Vladímir Putin es un autócrata serio, formal y peligroso. No es difícil encontrar prototipos similares, pues los de su clase generalmente siguen el modelo del hombre duro que no le teme a nada. Si se quiere, son la versión más común del frío espía de película que puede actuar de una forma, mientras que realmente piensa de otra. Desenmascarados, simplemente son los simios más sofisticados de la manada.
No por azar formó parte de la KGB, la agencia de inteligencia de la Unión Soviética. En aquella época, inspirados por el James Bond soviético, Stierlitz, muchos jóvenes comprometidos se unieron a la policía secreta comunista buscando aventuras propias.
El mundo ha dado varios saltos en política internacional desde entonces.
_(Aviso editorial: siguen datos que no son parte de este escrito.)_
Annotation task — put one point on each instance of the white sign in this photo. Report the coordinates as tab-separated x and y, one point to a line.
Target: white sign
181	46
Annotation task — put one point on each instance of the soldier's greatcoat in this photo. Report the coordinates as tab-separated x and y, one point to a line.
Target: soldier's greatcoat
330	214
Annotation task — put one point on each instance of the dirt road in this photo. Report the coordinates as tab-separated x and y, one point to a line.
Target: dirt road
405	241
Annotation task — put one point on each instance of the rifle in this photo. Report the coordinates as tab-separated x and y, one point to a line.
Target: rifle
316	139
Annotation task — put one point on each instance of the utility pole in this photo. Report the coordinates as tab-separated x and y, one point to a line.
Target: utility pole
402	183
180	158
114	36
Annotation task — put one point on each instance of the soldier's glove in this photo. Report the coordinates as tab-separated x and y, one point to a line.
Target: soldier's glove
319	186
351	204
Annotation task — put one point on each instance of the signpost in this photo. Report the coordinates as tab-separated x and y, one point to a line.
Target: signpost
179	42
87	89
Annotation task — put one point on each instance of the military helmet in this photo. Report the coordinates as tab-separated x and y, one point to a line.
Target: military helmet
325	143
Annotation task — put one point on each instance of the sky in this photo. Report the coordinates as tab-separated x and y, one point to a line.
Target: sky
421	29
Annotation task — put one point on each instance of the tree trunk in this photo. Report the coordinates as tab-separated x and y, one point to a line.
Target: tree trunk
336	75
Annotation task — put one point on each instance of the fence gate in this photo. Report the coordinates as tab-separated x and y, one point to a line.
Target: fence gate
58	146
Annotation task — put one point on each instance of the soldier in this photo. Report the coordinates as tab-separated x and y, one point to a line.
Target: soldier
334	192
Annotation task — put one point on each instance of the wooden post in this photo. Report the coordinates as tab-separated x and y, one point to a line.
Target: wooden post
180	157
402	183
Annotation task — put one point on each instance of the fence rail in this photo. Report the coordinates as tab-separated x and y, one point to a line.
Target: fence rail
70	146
La guerra fría terminó con lo que algunos, hoy arrepentidos, llamaron el fin de la historia.
Siguiendo a Francis Fukuyama, Occidente expresó a los cuatro vientos que la democracia y el libre mercado habían derrotado al comunismo luego de la caída del muro de Berlín y la disolución de la Unión Soviética.
Al fin quedaba demostrado que había valido la pena derramar tanta sangre en vano. Pero el dolor no dejaba de sentirse en Afganistán, Iraq y, aún hoy, en Siria, cuando el telón de acero volvió a erigirse. Esta vez, los lideres que amenazan la democracia son, sorprendentemente, los mismos con idénticos artilugios de fortalecimiento de su posición estratégica en las «mesas de negociación».
Ya nadie cree en la grotesca, pero diplomática fórmula de los derechos de veto del Consejo de Seguridad de la ONU, que falsea la idea de la paz perpetua kantiana y abusa de la buena fe de sus miembros. Las «negociaciones» tienen lugar en los sangrientos frentes de batalla ucranianos. Hoy la democracia no solo se decide en las contiendas electorales, sino que desafortunadamente también se enfrenta a la cruenta realidad de la guerra. El modelo puede ser imperfecto, pero debe triunfar.